Most Affected Regions: 

In fact, Latin America was viewed as the region with most to lose. Insect-pollinated crops such as cashew, soybean, coffee and cocoa are essential to regional food supply and international trade right across the continent. It is also home to large indigenous populations reliant on pollinated plants, with pollinator species such as hummingbirds embedded in oral culture and history. 

Asia Pacific was another global region where pollinator decline was perceived to pose serious risks to human well-being. China and India are increasingly reliant on fruit and vegetable crops that need pollinators, some of which now require people to pollinate by hand. 

The researchers caution that not enough is known about the state of pollinator populations in the Global South, as evidence of decline is still primarily from wealthy regions such as Europe (where at least 37% of bee and 31% of butterfly species are in decline). Pollination deficits and biodiversity loss were seen as the biggest risks to Europeans, with potential to affect crops ranging from strawberries to oilseed rape. 

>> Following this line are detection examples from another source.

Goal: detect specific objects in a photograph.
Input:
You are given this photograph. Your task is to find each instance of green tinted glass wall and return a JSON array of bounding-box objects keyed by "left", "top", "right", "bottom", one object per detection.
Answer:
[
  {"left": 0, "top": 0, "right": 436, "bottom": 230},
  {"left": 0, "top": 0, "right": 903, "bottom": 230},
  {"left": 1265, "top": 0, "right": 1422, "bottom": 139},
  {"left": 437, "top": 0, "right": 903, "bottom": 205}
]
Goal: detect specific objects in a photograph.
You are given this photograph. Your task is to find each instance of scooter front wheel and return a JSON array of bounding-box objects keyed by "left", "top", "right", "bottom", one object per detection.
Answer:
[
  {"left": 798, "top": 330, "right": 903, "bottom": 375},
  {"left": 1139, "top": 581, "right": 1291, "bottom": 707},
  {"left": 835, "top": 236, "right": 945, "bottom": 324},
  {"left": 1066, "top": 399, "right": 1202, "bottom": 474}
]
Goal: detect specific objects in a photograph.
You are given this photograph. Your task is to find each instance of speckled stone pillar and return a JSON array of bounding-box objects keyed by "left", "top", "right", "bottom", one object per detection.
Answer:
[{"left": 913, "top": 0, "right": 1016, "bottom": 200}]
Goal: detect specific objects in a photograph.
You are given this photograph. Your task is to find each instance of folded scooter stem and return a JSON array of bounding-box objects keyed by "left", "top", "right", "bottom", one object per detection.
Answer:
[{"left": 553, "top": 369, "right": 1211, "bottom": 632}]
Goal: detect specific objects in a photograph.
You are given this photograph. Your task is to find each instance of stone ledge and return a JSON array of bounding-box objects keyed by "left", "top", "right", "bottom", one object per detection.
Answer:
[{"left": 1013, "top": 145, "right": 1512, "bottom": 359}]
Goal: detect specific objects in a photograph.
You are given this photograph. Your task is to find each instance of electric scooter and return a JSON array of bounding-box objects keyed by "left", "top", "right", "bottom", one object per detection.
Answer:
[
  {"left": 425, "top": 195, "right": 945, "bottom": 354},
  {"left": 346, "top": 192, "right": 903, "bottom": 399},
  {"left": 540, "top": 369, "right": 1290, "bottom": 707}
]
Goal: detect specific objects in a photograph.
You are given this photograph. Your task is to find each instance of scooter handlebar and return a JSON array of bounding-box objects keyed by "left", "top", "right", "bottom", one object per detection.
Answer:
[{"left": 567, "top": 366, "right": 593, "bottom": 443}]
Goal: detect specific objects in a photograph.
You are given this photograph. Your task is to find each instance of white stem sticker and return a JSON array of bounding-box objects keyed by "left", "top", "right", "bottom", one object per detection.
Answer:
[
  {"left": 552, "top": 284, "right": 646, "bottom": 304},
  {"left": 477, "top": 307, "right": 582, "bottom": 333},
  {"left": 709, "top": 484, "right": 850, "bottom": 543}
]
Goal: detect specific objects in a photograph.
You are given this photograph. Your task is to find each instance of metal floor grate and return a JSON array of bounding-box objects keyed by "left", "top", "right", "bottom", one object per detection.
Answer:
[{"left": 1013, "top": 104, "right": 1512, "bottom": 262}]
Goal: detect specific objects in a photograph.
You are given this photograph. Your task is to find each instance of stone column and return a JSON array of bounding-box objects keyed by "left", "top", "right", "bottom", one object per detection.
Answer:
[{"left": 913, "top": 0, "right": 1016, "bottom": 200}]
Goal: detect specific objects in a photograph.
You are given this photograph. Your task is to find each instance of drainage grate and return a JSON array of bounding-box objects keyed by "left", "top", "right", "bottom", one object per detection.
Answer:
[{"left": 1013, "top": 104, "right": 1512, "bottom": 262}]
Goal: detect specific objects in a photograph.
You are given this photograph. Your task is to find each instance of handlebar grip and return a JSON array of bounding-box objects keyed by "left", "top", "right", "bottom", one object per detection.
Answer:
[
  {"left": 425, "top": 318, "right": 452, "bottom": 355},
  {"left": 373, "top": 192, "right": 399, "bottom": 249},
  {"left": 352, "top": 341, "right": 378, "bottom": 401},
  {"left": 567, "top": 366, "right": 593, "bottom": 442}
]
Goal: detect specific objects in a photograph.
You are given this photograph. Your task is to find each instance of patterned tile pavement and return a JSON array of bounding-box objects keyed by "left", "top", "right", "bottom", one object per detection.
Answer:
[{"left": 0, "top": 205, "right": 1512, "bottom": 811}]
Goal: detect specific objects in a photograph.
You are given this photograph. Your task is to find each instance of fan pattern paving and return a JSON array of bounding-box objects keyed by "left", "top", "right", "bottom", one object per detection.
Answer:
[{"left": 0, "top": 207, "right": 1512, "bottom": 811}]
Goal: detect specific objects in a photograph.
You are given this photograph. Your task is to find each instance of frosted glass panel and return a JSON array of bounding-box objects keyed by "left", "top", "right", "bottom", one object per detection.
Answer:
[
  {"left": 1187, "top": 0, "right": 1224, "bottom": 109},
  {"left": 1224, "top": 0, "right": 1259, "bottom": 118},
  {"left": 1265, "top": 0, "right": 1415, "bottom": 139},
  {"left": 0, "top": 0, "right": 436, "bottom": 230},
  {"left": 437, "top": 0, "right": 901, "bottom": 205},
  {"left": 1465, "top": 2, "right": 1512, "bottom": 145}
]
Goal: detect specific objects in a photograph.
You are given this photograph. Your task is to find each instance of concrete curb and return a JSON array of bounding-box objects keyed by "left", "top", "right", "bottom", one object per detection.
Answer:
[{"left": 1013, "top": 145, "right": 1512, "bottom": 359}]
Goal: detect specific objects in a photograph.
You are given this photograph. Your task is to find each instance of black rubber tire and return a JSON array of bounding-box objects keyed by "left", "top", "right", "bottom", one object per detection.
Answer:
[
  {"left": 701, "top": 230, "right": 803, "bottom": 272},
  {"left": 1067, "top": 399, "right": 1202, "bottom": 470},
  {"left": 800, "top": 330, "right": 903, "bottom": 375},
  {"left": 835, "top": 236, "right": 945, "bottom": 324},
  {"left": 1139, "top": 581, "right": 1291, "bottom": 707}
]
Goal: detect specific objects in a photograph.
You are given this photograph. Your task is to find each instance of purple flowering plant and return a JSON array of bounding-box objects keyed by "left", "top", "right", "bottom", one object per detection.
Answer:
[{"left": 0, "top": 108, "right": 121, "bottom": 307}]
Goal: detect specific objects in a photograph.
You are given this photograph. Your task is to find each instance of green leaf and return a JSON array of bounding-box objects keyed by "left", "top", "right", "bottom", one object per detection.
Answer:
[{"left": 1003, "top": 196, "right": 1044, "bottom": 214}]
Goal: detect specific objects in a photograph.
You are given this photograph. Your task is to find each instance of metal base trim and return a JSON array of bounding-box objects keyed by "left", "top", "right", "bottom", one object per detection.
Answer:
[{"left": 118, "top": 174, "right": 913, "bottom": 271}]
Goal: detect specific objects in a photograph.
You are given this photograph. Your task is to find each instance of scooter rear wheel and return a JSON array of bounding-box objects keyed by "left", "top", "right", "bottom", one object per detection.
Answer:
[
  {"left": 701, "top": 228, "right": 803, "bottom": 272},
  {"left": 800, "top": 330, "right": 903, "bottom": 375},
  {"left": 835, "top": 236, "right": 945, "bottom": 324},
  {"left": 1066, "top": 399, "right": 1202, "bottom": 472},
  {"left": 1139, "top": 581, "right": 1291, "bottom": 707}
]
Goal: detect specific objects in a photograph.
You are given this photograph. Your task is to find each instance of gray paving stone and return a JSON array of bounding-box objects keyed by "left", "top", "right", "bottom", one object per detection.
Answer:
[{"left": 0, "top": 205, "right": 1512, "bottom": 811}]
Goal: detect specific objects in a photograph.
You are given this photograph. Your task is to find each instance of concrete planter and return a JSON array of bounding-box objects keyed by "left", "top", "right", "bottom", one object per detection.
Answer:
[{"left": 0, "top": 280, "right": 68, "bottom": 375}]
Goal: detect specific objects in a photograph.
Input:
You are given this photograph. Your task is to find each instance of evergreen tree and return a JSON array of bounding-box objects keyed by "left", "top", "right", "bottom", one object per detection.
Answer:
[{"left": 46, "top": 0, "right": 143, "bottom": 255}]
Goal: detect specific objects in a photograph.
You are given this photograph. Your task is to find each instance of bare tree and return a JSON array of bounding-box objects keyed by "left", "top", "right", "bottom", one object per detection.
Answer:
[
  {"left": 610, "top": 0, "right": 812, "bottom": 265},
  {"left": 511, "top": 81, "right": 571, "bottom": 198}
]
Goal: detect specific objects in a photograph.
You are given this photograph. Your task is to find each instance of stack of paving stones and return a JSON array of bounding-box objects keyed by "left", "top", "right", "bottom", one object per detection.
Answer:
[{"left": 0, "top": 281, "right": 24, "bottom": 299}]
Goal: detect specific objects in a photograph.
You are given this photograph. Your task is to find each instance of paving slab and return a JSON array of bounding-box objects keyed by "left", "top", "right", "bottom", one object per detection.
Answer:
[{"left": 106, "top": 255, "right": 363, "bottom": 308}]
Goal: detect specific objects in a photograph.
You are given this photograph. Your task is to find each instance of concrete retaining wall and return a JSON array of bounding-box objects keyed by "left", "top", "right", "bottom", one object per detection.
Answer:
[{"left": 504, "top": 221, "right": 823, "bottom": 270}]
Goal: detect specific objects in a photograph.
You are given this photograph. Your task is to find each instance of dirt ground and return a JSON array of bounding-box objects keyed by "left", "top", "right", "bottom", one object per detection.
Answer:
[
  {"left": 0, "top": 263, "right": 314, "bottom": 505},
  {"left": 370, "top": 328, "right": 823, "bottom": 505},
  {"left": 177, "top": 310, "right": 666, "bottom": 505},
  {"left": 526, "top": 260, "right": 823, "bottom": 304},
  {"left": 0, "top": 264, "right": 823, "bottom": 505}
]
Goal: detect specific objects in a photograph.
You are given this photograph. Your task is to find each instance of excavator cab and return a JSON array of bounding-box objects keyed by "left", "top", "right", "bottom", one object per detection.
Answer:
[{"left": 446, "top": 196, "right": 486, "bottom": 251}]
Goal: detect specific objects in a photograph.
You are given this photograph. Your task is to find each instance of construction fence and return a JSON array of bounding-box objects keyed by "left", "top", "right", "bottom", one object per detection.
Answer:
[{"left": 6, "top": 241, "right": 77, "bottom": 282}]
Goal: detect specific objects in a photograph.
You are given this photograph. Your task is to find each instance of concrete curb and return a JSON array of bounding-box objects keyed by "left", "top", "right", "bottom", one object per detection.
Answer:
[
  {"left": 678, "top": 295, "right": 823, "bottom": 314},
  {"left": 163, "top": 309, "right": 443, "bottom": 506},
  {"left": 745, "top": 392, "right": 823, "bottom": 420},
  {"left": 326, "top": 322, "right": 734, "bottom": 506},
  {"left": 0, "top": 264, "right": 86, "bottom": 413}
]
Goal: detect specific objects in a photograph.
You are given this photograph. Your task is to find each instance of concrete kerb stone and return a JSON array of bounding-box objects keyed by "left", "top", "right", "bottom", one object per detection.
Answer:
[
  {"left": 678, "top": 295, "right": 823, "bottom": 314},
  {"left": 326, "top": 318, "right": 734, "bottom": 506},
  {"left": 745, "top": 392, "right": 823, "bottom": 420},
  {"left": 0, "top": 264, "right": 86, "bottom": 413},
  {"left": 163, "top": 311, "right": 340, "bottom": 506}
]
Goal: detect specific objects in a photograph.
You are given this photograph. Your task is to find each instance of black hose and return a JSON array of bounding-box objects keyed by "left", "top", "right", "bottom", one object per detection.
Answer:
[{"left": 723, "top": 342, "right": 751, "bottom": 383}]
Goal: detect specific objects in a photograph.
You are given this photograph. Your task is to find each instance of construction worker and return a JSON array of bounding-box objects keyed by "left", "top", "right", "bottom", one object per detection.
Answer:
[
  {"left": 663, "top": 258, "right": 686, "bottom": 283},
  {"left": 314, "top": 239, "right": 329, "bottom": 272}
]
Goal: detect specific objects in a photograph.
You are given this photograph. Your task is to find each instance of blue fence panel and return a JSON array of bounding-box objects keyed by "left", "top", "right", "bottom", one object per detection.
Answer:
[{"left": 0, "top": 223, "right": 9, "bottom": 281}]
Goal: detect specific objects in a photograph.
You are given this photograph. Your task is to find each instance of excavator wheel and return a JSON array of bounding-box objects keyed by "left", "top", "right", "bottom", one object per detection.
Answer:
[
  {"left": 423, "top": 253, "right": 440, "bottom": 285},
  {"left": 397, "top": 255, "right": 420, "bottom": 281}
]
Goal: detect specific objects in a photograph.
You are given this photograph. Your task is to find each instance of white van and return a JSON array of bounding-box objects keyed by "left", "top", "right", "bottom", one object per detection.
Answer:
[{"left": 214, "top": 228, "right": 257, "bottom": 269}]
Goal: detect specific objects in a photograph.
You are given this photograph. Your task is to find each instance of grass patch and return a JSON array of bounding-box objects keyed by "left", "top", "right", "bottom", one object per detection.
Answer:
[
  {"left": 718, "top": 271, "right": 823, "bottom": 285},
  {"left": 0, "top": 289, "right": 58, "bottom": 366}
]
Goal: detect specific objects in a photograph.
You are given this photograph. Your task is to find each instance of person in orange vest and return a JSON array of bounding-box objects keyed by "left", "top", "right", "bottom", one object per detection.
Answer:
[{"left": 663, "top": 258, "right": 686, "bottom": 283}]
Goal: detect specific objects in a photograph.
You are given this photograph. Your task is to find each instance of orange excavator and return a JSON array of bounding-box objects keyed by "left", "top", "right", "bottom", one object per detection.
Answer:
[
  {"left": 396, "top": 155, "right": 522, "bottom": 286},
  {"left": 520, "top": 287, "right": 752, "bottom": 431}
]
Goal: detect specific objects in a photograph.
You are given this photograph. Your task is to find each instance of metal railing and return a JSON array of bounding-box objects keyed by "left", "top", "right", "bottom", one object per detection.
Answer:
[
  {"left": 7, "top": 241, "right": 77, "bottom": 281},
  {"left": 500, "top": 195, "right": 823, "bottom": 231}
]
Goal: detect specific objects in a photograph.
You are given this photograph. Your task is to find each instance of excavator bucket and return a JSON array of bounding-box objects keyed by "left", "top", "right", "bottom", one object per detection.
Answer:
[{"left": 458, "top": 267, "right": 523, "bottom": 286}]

Dr Tom Breeze, co-author and Ecological Economics Research Fellow at the University of Reading, said: "This study highlights just how much we still don't know about pollinator decline and the impacts this has on human societies, particularly in parts of the developing world". 

"While we have data on how pollinators are doing in regions like Europe, there are significant knowledge gaps in many others. More research is needed on a global level so we can really understand the problems we face, and how we might address them."